According to a preferred variant, the bead-preparation process is carried out under conditions such that the pressure in the vessel containing the molten mass is greater than that in the solidification zone. This pressure can be realized using an inert or a fluorinating gas. The pressure serves to accelerate the rate at which the molten material drips through the orifice or through each orifice. It also influences the diameter of the droplets.
The process of this invention is obviously carried out in an adequate vessel, constructed of material(s) capable of withstanding fluoride attack. The vessel comprises:
a crucible capable of being heated adequately and that can be used to contain the molten mass; the bottom of this crucible has at least one orifice;
a chamber into which said orifice(s) feed(s); means of heating and/or cooling said chamber being associated to said chamber for generating the desired thermal gradient along its axis.
In general the beads are collected in a receptacle placed at the bottom of the chamber.
Said crucible and said chamber can be arranged in several ways. In one variant, the crucible is contained in a compartment above the chamber. In another variant, the crucible is located in the upper part of the chamber. The latter variant is preferred.
To ensure the control of the atmosphere in the crucible, the process is obviously carried out in an enclosed system.
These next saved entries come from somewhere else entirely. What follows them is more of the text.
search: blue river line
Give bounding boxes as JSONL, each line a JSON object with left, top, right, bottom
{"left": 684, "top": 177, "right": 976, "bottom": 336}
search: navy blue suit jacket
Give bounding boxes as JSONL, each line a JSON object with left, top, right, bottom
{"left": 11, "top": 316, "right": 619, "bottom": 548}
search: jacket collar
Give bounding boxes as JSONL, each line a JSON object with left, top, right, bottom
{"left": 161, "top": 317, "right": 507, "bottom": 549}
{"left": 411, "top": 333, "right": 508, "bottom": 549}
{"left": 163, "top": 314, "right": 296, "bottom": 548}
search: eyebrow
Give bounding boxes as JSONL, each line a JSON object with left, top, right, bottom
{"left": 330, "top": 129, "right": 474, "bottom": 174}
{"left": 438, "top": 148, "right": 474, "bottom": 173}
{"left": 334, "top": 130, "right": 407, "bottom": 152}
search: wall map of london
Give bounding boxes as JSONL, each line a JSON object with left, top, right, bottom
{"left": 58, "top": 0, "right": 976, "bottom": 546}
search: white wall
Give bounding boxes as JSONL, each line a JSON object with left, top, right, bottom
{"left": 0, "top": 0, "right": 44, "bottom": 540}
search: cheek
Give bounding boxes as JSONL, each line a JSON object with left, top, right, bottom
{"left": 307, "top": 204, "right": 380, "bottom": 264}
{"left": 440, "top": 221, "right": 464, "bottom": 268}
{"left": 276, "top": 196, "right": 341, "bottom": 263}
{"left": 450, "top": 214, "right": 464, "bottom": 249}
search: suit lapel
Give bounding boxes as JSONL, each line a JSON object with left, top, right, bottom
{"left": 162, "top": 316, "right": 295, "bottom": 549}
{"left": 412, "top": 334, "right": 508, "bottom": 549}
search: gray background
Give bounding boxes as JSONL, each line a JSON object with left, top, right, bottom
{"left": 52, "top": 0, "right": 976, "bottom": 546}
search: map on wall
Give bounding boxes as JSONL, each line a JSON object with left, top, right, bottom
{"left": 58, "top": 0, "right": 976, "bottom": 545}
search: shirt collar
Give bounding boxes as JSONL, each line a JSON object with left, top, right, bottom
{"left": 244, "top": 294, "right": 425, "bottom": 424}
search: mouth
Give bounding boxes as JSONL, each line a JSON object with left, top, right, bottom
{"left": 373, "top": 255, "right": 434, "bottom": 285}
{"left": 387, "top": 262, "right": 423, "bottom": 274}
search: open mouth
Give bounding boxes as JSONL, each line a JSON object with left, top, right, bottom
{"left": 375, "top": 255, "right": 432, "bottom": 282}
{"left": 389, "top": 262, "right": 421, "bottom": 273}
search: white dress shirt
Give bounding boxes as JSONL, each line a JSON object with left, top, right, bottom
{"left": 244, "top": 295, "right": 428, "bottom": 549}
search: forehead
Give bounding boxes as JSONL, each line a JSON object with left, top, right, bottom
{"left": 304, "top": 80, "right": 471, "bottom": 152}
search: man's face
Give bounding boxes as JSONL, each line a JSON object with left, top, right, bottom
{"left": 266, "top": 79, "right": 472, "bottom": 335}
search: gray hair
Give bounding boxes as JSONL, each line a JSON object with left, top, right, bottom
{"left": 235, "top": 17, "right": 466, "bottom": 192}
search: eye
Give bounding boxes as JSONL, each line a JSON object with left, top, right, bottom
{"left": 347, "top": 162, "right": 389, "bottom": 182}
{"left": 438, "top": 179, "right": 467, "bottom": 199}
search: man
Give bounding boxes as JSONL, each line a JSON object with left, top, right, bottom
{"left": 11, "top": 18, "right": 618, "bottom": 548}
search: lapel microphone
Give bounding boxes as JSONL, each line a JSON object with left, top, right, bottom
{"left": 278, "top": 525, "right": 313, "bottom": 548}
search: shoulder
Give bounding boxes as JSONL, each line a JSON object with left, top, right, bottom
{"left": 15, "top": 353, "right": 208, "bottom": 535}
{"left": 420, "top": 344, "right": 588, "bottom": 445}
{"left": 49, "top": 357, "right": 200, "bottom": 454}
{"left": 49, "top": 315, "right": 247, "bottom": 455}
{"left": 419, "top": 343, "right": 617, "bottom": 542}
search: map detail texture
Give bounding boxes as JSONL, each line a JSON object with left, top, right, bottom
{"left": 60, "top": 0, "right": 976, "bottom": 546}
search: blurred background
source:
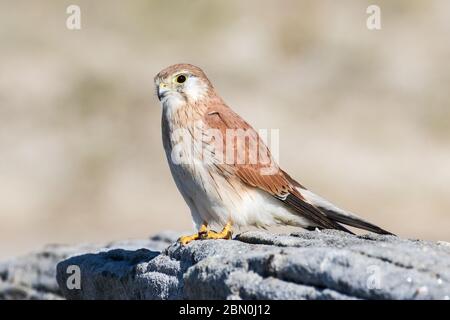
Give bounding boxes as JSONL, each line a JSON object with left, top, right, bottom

One skilled in the art is able to design an apparatus capable of generating beads according to the process described above. Such an apparatus is described later on in this text with reference to the attached FIGURE.
To retain their purity, the beads should be stored in the absence of air and moisture.
It has been seen that the feedstock beads constitute the raw material of choice for carrying out the optical crystal-growth process. As a third object, the present invention thus relates to such a process; that is a process of preparing an alkali-metal or alkaline-earth metal fluoride single crystal optical blank by the crystallization of the corresponding polycrystalline fluoride into an optical element blank. According to the invention the polycrystalline fluoride is pre-conditioned in the form of feedstock beads such as those described above.
All of the inherent advantages of these beads have been insisted upon.
It has also been indicated that the feedstock beads constituting the charge of an optical crystal-growth furnace are not required to be of the same diameter. With beads of the same diameter, significant optimization of the ratio
R=mass of raw material loaded into the furance/furnace volume,
is already achieved.
With beads of different diameter, this ratio can be further increased; smaller beads can fill the voids between the larger beads.
Thus, an advantageous variant of the present invention is to grow crystals using beads of different diameters (at least two different diameters).
As the crystal-growth furnace is rarely completely free from traces of oxygen and/or sources of oxygen (such as H2O), it is strongly recommended to carry out the optical crystal growth in the presence of at least one fluorinating agent, advantageously in the presence of PbF2.
Therefore, an effective quantity of PbF2 can be directly mixed with the beads of this invention, the resultant mixture being a convenient charge for the crystal-growth crucibles. It is re-emphasised here that there is no need to grind said beads.
The crystal-growth process as described above is advantageously performed for the preparation of UV optical lithography single crystals of CaF2 from polycrystalline CaF2 feedstock beads.